The first in British blues authority Paul Oliver’s series of books documenting the history and analyzing the blues, Blues Fell This Morning was a landmark work in its interpretation of the language, lyrics, and subject matter of blues songs. Oliver examines the texts of 350 songs, mostly from the prewar era. Oliver had been collecting records, studying the lyrics, and writing articles in England while meeting every visiting blues artist he could, but as he noted in retrospect in a 1991 essay, “At this distance in time I wonder at my temerity in writing the book without having been to the States. But the simple fact was that I could not afford to do so.” That would change shortly after the appearance of this book as Oliver made the first of many visits to the American haunts of the blues – see Conversation With the Blues for results of his 1960 trip.
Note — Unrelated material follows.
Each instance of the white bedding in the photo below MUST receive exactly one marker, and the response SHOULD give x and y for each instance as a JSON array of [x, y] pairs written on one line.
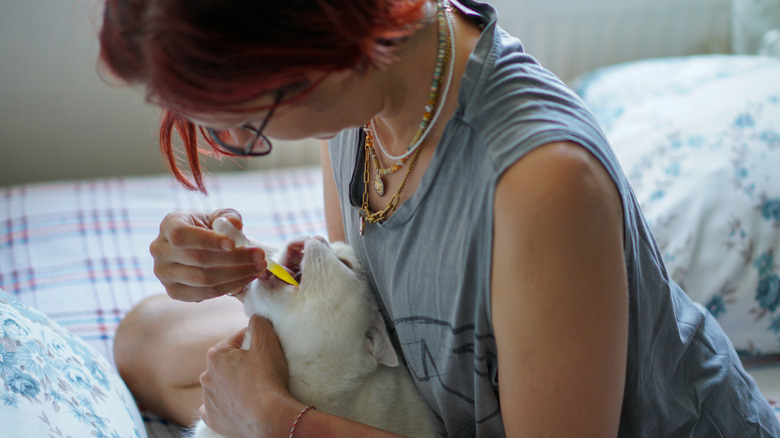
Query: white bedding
[[78, 251]]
In his “Overseas Blues: Europeans And The Blues” chapter from the compendium Sounds Of The South, Oliver explained: “Getting to know the singers personally, inviting them to our home, and talking to them at length helped me to unravel what many singers on record were singing about. I had been working for a number of years on a book on meaning and content in the blues, and completed it in 1958. Richard Wright, who showed it to a rather surprised Martin Luther King, offered to write an introduction which I valued immensely. A printer’s strike delayed publication for two years, but Blues Fell This Morning was published in London in 1960; a French edition (with the blues translated by Jacques Demêtre) was published as Le Monde du Blues and with the support of Raymond Queneau was awarded the Prix d’Etrangers.”

Blues Fell This Morning remains a valuable study of the blues, especially, as B.A. Botkin wrote in The New York Times Book Review, for Oliver’s “point of view of the outsider who can turn himself inside out culturally . . . he possesses broad sympathies and deep insights lacking in most American writing on the blues.” Ever the student as well as the scholar, Oliver has modified certain views and revised portions of the book in later editions. The book was published as The Meaning of the Blues by Collier in the U.S. in 1963 and has since appeared with the title Oliver preferred, Blues Fell This Morning: Meaning in the Blues.